Bagaimana elemen-elemen ini bertindak dan berhubungan dalam sistem yang kompleks?
(Sumber: Kohei Nishizuka)
Bermula pada tahun 1956 oleh profesor MIT, Jay Forrester, salah satu komponen terpenting dari systems thinking adalah perhatian terhadap umpan balik. Ini melibatkan tidak hanya melihat umpan balik pelanggan, tetapi juga umpan balik dalam manajemen untuk memastikan Anda tidak mengambil tindakan yang telah kontraproduktif di masa lalu, misalnya, menambahkan lebih banyak pekerja ke proyek yang tertinggal meskipun taktik ini tidak berhasil di masa lalu.
Sumber: GliderMaven (CC 1.0)
Sebab-akibat adalah tema umum di mana-mana, tetapi dalam systems thinking, hal ini dapat membantu Anda membangun perspektif yang lebih baik tentang hubungan dan keterkaitan, serta lingkaran umpan balik.
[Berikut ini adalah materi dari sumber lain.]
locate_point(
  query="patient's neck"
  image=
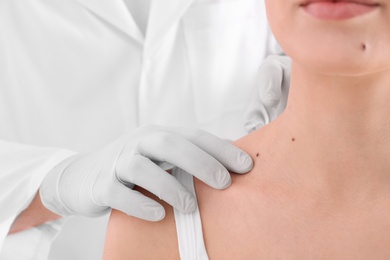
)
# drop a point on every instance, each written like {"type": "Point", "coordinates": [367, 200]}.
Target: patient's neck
{"type": "Point", "coordinates": [337, 128]}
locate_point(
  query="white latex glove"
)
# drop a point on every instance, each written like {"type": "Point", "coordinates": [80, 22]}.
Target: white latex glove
{"type": "Point", "coordinates": [93, 183]}
{"type": "Point", "coordinates": [270, 97]}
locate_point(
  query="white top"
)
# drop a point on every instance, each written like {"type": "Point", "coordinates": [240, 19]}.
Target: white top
{"type": "Point", "coordinates": [189, 226]}
{"type": "Point", "coordinates": [78, 74]}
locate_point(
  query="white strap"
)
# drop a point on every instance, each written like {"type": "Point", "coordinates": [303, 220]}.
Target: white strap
{"type": "Point", "coordinates": [189, 226]}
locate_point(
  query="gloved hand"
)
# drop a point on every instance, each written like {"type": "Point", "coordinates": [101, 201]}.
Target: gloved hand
{"type": "Point", "coordinates": [91, 184]}
{"type": "Point", "coordinates": [270, 97]}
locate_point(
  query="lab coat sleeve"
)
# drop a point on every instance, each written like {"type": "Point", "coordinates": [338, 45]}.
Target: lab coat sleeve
{"type": "Point", "coordinates": [22, 169]}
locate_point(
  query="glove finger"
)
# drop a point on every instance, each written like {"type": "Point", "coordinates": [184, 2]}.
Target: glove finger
{"type": "Point", "coordinates": [144, 173]}
{"type": "Point", "coordinates": [179, 151]}
{"type": "Point", "coordinates": [230, 156]}
{"type": "Point", "coordinates": [134, 203]}
{"type": "Point", "coordinates": [267, 96]}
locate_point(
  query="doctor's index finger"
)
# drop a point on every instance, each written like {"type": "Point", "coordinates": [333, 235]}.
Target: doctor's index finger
{"type": "Point", "coordinates": [181, 152]}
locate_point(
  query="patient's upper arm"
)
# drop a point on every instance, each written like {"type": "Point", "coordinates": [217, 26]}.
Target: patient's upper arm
{"type": "Point", "coordinates": [131, 238]}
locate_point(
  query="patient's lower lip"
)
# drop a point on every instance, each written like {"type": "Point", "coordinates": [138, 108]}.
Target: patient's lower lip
{"type": "Point", "coordinates": [337, 10]}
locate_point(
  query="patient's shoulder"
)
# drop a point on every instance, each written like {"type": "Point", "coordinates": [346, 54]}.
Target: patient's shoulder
{"type": "Point", "coordinates": [131, 238]}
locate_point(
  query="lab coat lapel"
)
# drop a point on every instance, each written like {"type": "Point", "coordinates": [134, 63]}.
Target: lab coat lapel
{"type": "Point", "coordinates": [163, 14]}
{"type": "Point", "coordinates": [116, 13]}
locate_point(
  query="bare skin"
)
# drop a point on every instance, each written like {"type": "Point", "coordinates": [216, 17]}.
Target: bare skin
{"type": "Point", "coordinates": [320, 188]}
{"type": "Point", "coordinates": [272, 213]}
{"type": "Point", "coordinates": [36, 214]}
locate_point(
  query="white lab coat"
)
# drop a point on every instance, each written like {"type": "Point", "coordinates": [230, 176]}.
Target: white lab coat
{"type": "Point", "coordinates": [77, 74]}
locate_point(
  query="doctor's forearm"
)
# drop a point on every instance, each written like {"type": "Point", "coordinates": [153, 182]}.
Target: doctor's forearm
{"type": "Point", "coordinates": [34, 215]}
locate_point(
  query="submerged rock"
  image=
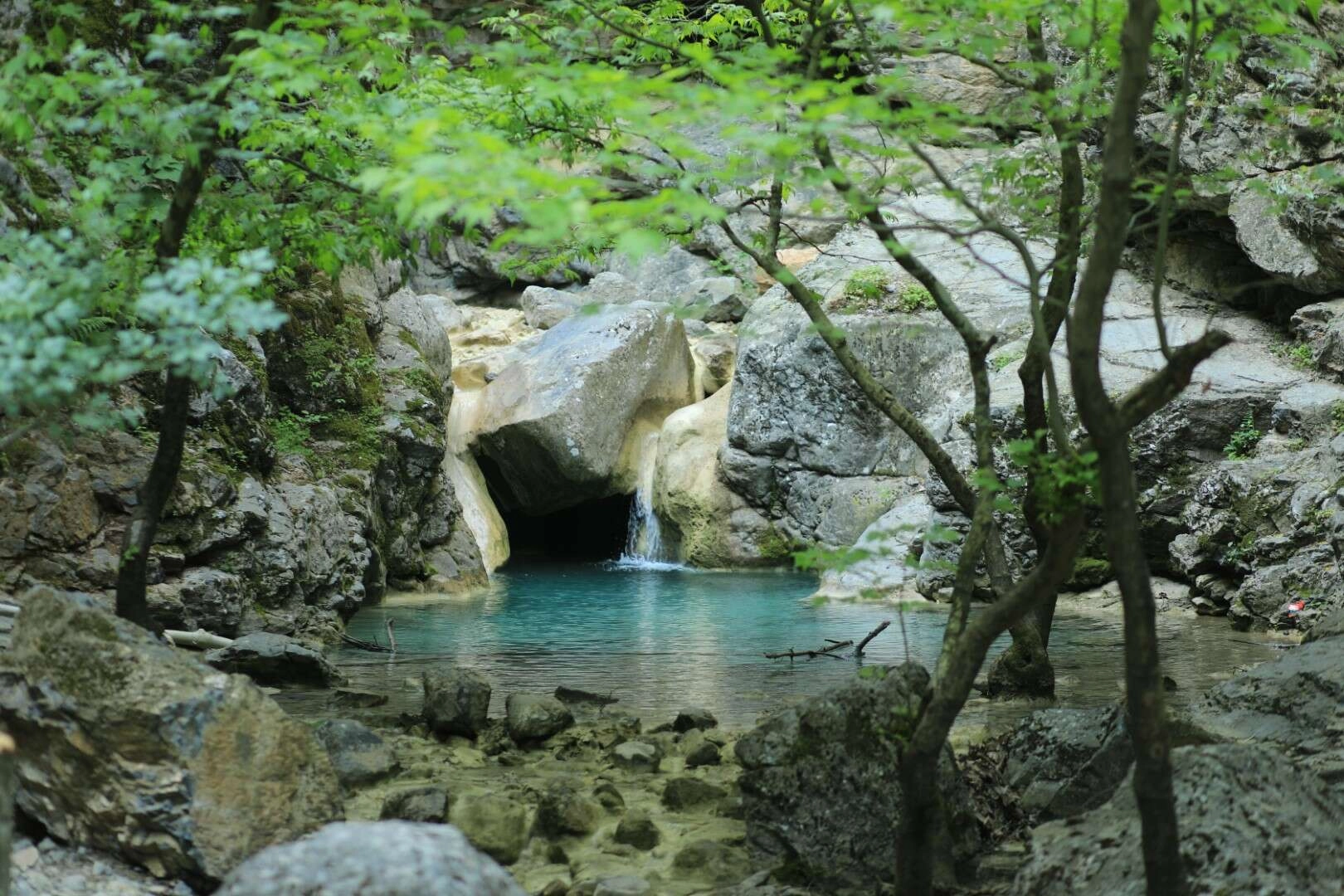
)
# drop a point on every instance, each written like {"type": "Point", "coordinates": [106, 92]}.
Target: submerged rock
{"type": "Point", "coordinates": [494, 824]}
{"type": "Point", "coordinates": [1249, 825]}
{"type": "Point", "coordinates": [1064, 762]}
{"type": "Point", "coordinates": [637, 830]}
{"type": "Point", "coordinates": [821, 785]}
{"type": "Point", "coordinates": [358, 755]}
{"type": "Point", "coordinates": [1293, 704]}
{"type": "Point", "coordinates": [275, 659]}
{"type": "Point", "coordinates": [416, 804]}
{"type": "Point", "coordinates": [687, 793]}
{"type": "Point", "coordinates": [555, 421]}
{"type": "Point", "coordinates": [535, 716]}
{"type": "Point", "coordinates": [637, 755]}
{"type": "Point", "coordinates": [567, 811]}
{"type": "Point", "coordinates": [374, 859]}
{"type": "Point", "coordinates": [694, 719]}
{"type": "Point", "coordinates": [130, 746]}
{"type": "Point", "coordinates": [455, 702]}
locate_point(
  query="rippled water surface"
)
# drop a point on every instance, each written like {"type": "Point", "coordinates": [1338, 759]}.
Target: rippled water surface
{"type": "Point", "coordinates": [665, 638]}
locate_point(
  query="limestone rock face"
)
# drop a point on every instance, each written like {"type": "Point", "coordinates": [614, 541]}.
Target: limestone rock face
{"type": "Point", "coordinates": [275, 659]}
{"type": "Point", "coordinates": [1237, 806]}
{"type": "Point", "coordinates": [455, 702]}
{"type": "Point", "coordinates": [374, 859]}
{"type": "Point", "coordinates": [821, 785]}
{"type": "Point", "coordinates": [358, 755]}
{"type": "Point", "coordinates": [555, 422]}
{"type": "Point", "coordinates": [1064, 762]}
{"type": "Point", "coordinates": [535, 716]}
{"type": "Point", "coordinates": [704, 523]}
{"type": "Point", "coordinates": [134, 747]}
{"type": "Point", "coordinates": [1293, 704]}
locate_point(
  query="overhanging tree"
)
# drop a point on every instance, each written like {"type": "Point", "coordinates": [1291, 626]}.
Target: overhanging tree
{"type": "Point", "coordinates": [589, 110]}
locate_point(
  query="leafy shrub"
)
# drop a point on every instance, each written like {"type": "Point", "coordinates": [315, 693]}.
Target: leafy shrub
{"type": "Point", "coordinates": [1244, 440]}
{"type": "Point", "coordinates": [914, 297]}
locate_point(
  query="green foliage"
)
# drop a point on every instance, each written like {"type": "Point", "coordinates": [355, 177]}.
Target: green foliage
{"type": "Point", "coordinates": [1298, 355]}
{"type": "Point", "coordinates": [1007, 359]}
{"type": "Point", "coordinates": [292, 433]}
{"type": "Point", "coordinates": [1062, 480]}
{"type": "Point", "coordinates": [1244, 440]}
{"type": "Point", "coordinates": [916, 297]}
{"type": "Point", "coordinates": [867, 285]}
{"type": "Point", "coordinates": [100, 106]}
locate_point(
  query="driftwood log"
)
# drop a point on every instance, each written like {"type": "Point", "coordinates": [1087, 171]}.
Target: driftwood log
{"type": "Point", "coordinates": [832, 645]}
{"type": "Point", "coordinates": [873, 635]}
{"type": "Point", "coordinates": [821, 652]}
{"type": "Point", "coordinates": [197, 640]}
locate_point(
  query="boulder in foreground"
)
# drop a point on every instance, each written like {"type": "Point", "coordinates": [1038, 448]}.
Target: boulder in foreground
{"type": "Point", "coordinates": [374, 859]}
{"type": "Point", "coordinates": [1249, 822]}
{"type": "Point", "coordinates": [134, 747]}
{"type": "Point", "coordinates": [821, 785]}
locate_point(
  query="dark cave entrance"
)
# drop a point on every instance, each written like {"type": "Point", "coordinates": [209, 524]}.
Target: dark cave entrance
{"type": "Point", "coordinates": [585, 533]}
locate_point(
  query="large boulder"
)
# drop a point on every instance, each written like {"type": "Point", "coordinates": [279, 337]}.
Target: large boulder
{"type": "Point", "coordinates": [821, 785]}
{"type": "Point", "coordinates": [535, 716]}
{"type": "Point", "coordinates": [1249, 824]}
{"type": "Point", "coordinates": [129, 746]}
{"type": "Point", "coordinates": [374, 859]}
{"type": "Point", "coordinates": [275, 659]}
{"type": "Point", "coordinates": [555, 423]}
{"type": "Point", "coordinates": [358, 755]}
{"type": "Point", "coordinates": [704, 523]}
{"type": "Point", "coordinates": [1293, 704]}
{"type": "Point", "coordinates": [1064, 762]}
{"type": "Point", "coordinates": [455, 702]}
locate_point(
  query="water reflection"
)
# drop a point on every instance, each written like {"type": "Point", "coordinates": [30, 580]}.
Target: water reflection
{"type": "Point", "coordinates": [661, 640]}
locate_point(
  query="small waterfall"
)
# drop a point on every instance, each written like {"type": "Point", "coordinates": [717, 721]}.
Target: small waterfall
{"type": "Point", "coordinates": [644, 546]}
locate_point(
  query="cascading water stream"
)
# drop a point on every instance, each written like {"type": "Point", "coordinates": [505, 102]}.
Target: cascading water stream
{"type": "Point", "coordinates": [644, 546]}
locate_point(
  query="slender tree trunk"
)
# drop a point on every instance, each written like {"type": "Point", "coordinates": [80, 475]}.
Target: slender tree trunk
{"type": "Point", "coordinates": [1142, 674]}
{"type": "Point", "coordinates": [1109, 433]}
{"type": "Point", "coordinates": [132, 574]}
Design vs Systems thinking.
Tidak ada hubungan yang banyak antara keduanya. Mereka tidak saling terkecuali, bertentangan, atau bahkan memiliki banyak kesamaan. Design thinking berfokus pada sintesis, sementara systems thinking pada analisis.
- Membangun vs Memecah — Dengan fokus pada sintesis, design thinking berkaitan dengan menciptakan dan membangun. Systems thinking berkaitan dengan memecah sistem menjadi komponennya untuk memahami gambaran besar.
- Sempit vs Luas — Systems thinking secara menyeluruh melihat strategi untuk konsekuensi tak terduga potensial; apa dampak produk terhadap persaingan, keuangan bisnis, merek, dan kinerja?
Fokus design thinking lebih sempit; itu berkaitan dengan menciptakan hal-hal yang disukai pelanggan tanpa memikirkan dampak sekunder.
Mengapa paradigma-paradigma ini penting bagi pemasar digital?
Sebagai pemasar digital, kita melihat teknologi berkembang setiap hari di hadapan kita. Dengan otomatisasi, pembelajaran mesin, dan robotik menginspirasi transformasi dalam bidang kesehatan, kedokteran, komunikasi, dan transportasi, kita sekarang membutuhkan strategi pemasaran berpusat pada manusia lebih dari sebelumnya. Strategi yang menangani masalah nyata yang dihadapi oleh orang-orang sungguhan — bukan hanya metrik keberhasilan dan kegagalan.
Proses design thinking dan systems thinking dapat membantu kita melakukannya.
Pemasaran mungkin memiliki kecenderungan bahwa systems thinking dan design thinking adalah dua strategi yang benar-benar berbeda, dan pemasar sering mengabaikan bahwa kedua proses tersebut dapat saling melengkapi. Namun, seperti yang kita katakan, kedua paradigma tersebut tidak saling terkecuali.
Sebagai pemasar, kita tidak hanya memilih model untuk diikuti, tetapi juga mencoba dan mengakui batasan dalam model tersebut serta belajar bagaimana beralih dengan lancar antara pemikiran sistem dan desain saat bekerja.
Seperti yang diceritakan di awal, solusi yang paling jelas bukan hanya yang paling sulit ditemukan karena pembatasan yang kita berlakukan pada diri sendiri, tetapi juga yang paling mudah dilatih dalam diri kita dengan sedikit kesadaran diri dan latihan.
Aslinya ditulis untuk dan diterbitkan di Digital Odyssey.